Topic Associated words
t1 thank, grateful, proud, amazing, heroes
t2 class, sign, trade, worldwide, hold
t3 discuss, blog, discussion, recovery, opportunities
t4 united, fitness, kingdom, complete, image
t5 episode, tune, film, videos, radio
t6 rear, accord, whack, discomfort, fills
t7 vaccination, vaccine, dose, drug, booster
t8 letter, homes, worker, pay, private
t9 visit, eye, tweet, click, website
t10 die, dying, true, killing, cause
t11 confirmed, total, English, wales, reports
t12 rear, accord, jeopardise, unknowingly, discomfort
t13 lies, cummings, press, leader, prime
t14 coronavirus, pandemic, outbreak, instagram, outbreak
t15 masks, wear, face, hand, covering
t16 slow, thread, implement, testandtrace, symptom
t17 couple, havent, felt, daughter, holiday
t18 stay, loved, tough, pray, healthy

Analysis of Location

Figure 2 shows the number of emojis across a sample of UK cities, where the sample consists of the top 9 cities in our data, more specifically those that had the highest number of tweets (Table 1): Bristol, Birmingham, Leicester, Leeds, Liverpool, London, Manchester, Nottingham, and Sheffield. The emoji set included the following topics: virus, face-mask, thumbs-up/-down, broken heart, and others. The proportion of emojis differed from city to city. For example, usage of the syringe, or known today as the COVID-19 vaccine emoji, was high in Liverpool; the thumbs-down emoji was high in Birmingham; and the mask emoji was highly used in London and Liverpool. These emojis are relevant to the COVID-19 pandemic, demonstrating the benefits of our data in mining and analyzing social data such as Twitter for a better understanding of the impact of the pandemic on people from different areas in the United Kingdom.

Figure 2.

Figure 2

The number of emojis used across a sample of UK cities.

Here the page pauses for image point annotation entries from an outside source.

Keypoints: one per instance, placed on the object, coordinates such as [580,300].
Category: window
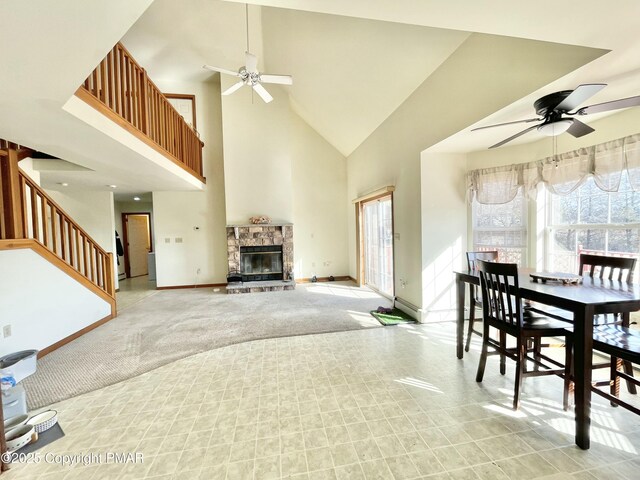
[502,227]
[590,220]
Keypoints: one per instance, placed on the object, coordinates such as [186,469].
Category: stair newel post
[12,205]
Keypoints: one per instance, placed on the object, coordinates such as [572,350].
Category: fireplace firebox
[261,263]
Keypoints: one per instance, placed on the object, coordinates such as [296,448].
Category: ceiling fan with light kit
[556,112]
[249,74]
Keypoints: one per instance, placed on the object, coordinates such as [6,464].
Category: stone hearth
[252,235]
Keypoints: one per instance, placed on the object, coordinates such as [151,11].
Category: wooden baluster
[103,82]
[126,110]
[11,186]
[34,214]
[54,233]
[45,222]
[85,255]
[110,78]
[78,251]
[118,79]
[94,83]
[92,260]
[72,251]
[144,102]
[109,274]
[63,239]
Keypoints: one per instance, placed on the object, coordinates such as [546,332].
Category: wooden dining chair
[622,345]
[614,269]
[475,301]
[502,308]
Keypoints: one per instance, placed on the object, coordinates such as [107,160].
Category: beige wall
[198,218]
[276,165]
[447,102]
[257,155]
[444,231]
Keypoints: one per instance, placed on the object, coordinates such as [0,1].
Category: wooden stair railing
[29,213]
[121,89]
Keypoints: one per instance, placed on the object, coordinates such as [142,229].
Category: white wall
[273,164]
[42,303]
[257,155]
[319,174]
[27,167]
[461,92]
[177,214]
[93,211]
[444,231]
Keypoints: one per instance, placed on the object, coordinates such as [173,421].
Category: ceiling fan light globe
[556,128]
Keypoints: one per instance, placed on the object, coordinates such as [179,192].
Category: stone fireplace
[261,256]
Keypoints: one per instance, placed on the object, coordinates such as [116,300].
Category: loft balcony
[120,89]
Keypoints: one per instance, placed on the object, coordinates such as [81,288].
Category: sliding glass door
[377,229]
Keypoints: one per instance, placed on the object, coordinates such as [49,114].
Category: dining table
[582,301]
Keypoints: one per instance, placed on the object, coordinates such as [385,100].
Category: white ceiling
[354,62]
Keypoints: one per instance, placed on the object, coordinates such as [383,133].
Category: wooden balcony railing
[28,213]
[124,88]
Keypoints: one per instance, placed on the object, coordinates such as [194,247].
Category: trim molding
[380,192]
[90,100]
[341,278]
[202,285]
[73,336]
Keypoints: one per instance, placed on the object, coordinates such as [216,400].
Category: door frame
[125,239]
[359,205]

In Figure 3, we present the proportions of five sentiments (strong positive, weak positive, neutral, weak negative, and strong negative) in the top 9 cities in our data in terms of their number of tweets. We can observe that approximately 60% of tweets were positive and 20% were negative in each city. At the same time, the percentage of tweets with different sentiments differed among these cities. For example, Leeds had a relatively high proportion of strong negative tweets and Sheffield had a relatively low proportion of strong positive tweets.

Figure 3.

Figure 3

The distribution of sentiment expressions across a sample of UK cities.

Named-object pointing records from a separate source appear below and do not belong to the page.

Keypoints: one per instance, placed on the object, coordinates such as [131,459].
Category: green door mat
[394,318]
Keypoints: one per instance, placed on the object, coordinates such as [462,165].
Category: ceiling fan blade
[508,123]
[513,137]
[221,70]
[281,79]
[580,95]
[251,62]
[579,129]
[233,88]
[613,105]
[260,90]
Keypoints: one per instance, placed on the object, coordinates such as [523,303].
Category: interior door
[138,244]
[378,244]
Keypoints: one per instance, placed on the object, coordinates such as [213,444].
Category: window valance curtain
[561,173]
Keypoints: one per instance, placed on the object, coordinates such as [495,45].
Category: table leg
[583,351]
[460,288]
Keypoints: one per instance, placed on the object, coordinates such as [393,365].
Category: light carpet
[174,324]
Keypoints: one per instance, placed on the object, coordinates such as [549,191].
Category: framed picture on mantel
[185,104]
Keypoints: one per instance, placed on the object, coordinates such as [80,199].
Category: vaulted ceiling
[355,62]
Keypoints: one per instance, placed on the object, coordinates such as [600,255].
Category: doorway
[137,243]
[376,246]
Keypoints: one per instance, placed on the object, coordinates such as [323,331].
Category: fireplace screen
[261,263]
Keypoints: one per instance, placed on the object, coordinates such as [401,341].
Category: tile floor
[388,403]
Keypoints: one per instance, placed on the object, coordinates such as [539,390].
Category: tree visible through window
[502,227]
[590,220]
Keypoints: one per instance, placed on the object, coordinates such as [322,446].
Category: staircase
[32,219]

In Figure 4, we present the distribution of emotion expressions across the top 9 cities in our data. It can be observed that these 9 cities shared quite similar distributions, although the proportion differed from emotion to emotion. For instance, “optimism” and “anticipation” were the most frequently expressed emotions. We also noted some mixed emotions such as joy, disgust, and anger, which are reasonable feelings to be expressed during the COVID-19 pandemic. Interestingly, the proportion of trust expressions was extremely low, which could be linked to the lack of trust in decision-makers to deal properly with the situation due to the high infection rates. It is noteworthy that the proportion of trust expressions has been found to be generally scarce on Twitter in previous work [50,51].

Figure 4.

Figure 4

The distribution of emotion expressions across a sample of UK cities.

In addition, we also counted the proportion of 10 topics in different cities, as shown in Figure 5. Similar topics received different degrees of attention in different cities. For instance, the main topic discussed in Leicester was t2 (trade, worldwide), which revealed that the public is more concerned about international trade. In London, the residents talked more about t4 (kingdom, united) than in other cities. In addition, Sheffield’s population focused more on the death topic given the higher proportion of t10 (die, killing) than found in the other cities.

Figure 5.

Figure 5

The distribution of topic expressions across a sample of UK cities. See Table 3 for a description of topics t1-t10.

Analysis of Time

With time, the situation of the epidemic has changed, reflecting the level of concern about the epidemic. Figure 6 displays the number of tweets related to COVID-19 from January 2020 to December 2021. We can observe a sharp increase in the number of tweets from January 2020 to February 2020 (approximately 100,000 tweets), mainly due to the outbreak of COVID-19 in the United Kingdom. There was a gradual decline in the number of tweets as of February 2020, suggesting that people became less concerned about the epidemic. Moreover, the overall number of tweets was relatively low in 2021. With identification of the COVID-19 Omicron variant in the United Kingdom in November 2021, the number of tweets posted increased.

Figure 6.

Figure 6

Number of tweets related to COVID-19 from January 2020 to December 2021. Each colored line represents a specific year (ie, red represents 2020, while orange represents 2021).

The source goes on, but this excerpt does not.